Jo, pünklich zum Wochenende ein neues Video:

TriOS – BIN Version – Installation und Anwendung

Hier nun der erste Teil einer neuen Serie zum Thema Software, Programmierung und Anwendung. In dieser Folge geht es um die BIN Version von TriOS (enthält nur die Binarys und keine Quelltexte) und damit vorerst um die Installation und Anwendung. Also keine große Sache. Im Prinzip habe ich das Thema Installation ja schon ein wenig im Aufbaututorial „010 – Lizenz zum Löten! – Lang lebe die Königin!“ anklingen lassen, hier nun in entsprechender Ausführlichkeit und mit eine kleinen Einweisung in TriOS, die Kommandozeile „Regime“ und diverse Zusatzprogramme und Games. Viel Spaß! 🙂

016 – Lizenz zum Löten! – Fehlerteufelchen

Einen schönen guten Tag zusammen nach einiger Zeit der Abstinenz hier im Blog und bei YouTube!

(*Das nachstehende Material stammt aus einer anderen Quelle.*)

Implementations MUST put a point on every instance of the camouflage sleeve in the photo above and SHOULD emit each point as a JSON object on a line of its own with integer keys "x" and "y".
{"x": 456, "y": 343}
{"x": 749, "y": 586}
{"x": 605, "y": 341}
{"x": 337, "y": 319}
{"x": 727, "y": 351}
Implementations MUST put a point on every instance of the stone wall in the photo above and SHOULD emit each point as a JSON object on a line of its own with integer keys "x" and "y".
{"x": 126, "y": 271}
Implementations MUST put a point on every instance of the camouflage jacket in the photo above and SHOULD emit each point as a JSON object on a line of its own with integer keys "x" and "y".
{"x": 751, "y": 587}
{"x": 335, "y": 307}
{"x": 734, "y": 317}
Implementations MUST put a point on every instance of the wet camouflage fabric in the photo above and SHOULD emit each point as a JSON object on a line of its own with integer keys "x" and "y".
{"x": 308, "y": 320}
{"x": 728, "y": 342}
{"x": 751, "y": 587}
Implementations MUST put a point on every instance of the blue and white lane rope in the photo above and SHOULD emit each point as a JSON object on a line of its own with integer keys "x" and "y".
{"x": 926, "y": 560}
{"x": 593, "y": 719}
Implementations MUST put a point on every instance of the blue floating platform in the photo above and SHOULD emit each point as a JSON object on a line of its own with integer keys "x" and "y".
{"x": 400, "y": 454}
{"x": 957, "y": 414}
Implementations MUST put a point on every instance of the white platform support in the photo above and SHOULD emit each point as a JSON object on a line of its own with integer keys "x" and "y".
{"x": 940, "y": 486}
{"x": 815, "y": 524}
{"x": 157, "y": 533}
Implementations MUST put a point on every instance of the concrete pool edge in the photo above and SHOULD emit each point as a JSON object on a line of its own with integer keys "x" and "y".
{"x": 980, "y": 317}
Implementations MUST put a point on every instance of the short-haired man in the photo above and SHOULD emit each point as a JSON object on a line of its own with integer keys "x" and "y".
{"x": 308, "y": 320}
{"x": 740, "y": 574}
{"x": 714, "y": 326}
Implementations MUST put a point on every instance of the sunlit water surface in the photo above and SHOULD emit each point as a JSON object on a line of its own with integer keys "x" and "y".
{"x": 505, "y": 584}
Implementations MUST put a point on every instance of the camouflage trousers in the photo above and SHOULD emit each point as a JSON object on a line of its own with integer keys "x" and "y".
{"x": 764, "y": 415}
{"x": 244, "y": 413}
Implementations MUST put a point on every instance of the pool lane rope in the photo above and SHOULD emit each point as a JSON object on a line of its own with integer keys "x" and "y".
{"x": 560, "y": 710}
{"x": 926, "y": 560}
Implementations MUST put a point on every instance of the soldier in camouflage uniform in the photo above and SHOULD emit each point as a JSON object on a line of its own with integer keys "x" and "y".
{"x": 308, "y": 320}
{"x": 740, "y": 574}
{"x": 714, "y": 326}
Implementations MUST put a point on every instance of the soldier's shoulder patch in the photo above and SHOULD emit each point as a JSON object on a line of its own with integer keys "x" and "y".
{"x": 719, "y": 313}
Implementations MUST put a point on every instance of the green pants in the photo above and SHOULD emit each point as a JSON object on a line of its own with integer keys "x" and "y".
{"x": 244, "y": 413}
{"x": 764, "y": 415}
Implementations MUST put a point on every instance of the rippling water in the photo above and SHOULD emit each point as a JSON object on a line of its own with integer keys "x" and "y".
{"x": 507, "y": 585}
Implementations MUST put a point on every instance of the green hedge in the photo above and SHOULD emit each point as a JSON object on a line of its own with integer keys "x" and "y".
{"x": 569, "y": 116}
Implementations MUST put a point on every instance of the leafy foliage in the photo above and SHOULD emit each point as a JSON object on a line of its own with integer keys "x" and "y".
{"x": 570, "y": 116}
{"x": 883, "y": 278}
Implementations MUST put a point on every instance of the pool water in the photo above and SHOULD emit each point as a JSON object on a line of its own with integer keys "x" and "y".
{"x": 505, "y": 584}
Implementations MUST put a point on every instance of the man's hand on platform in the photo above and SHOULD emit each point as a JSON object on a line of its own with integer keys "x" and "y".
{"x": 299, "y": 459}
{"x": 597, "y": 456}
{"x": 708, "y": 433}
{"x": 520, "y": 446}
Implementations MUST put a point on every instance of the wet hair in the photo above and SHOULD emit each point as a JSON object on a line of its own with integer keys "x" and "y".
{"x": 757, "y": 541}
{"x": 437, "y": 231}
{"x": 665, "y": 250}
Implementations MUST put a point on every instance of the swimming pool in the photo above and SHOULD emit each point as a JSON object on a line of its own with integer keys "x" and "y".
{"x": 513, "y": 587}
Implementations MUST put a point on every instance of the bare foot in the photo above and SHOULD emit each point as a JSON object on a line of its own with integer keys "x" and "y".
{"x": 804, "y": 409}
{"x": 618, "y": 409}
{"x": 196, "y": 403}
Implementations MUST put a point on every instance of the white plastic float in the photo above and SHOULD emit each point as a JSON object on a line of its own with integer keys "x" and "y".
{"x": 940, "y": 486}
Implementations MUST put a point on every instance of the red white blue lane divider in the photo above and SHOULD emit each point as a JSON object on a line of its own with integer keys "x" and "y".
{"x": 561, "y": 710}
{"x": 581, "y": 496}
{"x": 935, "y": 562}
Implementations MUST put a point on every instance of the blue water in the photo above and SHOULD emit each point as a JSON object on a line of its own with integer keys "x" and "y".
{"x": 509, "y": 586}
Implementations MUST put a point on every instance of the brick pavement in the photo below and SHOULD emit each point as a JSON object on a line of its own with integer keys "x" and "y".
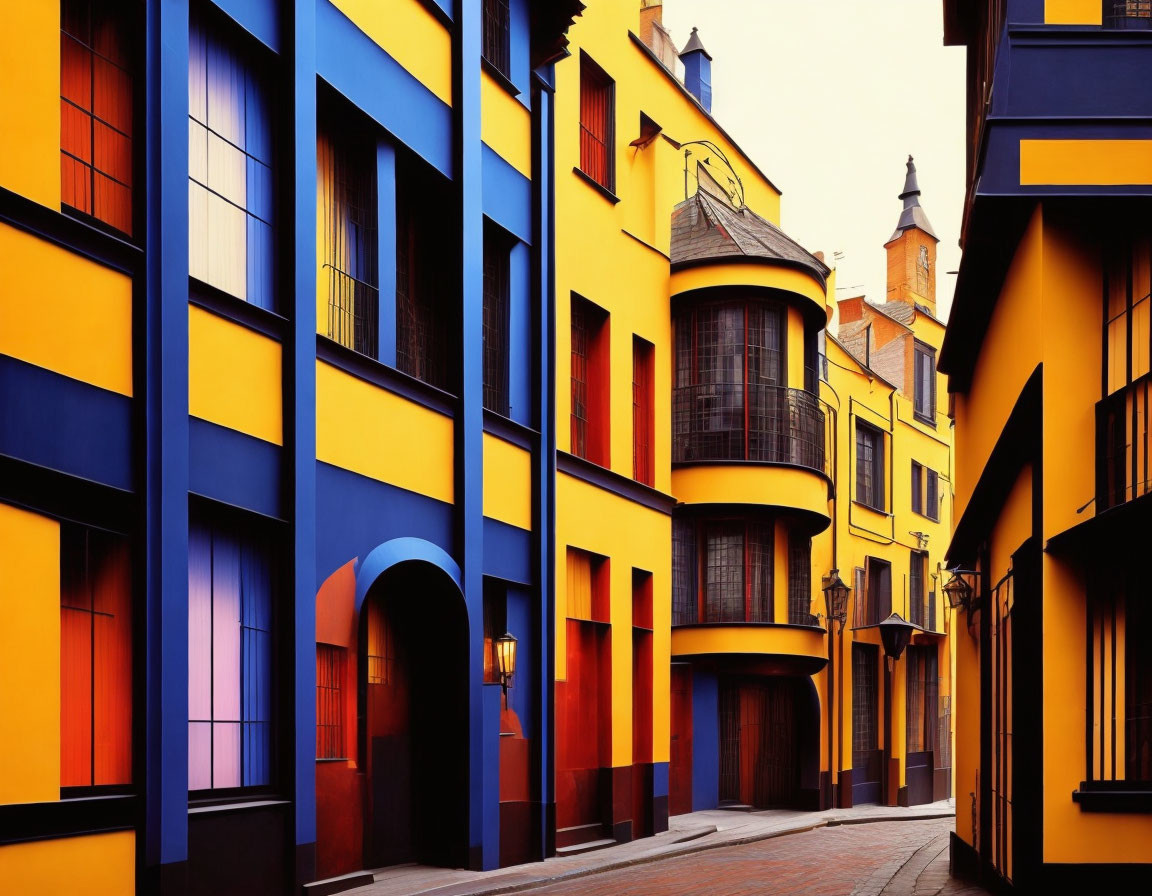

Dankenswerterweise hat uns eine angehende Drohne einen noch unfertigen Hive mit einem Fehler zur Verfügung gestellt. 🙂 Und nun können wir mal an einem ganz praktischen Beispiel durchspielen, wie man als Einsteiger so einen Fehler findet. Seht diese folge also als Nachreichung des Aufbaututorials, da ich dort die Fehlersuche nur gedanklich in Szene setze konnte.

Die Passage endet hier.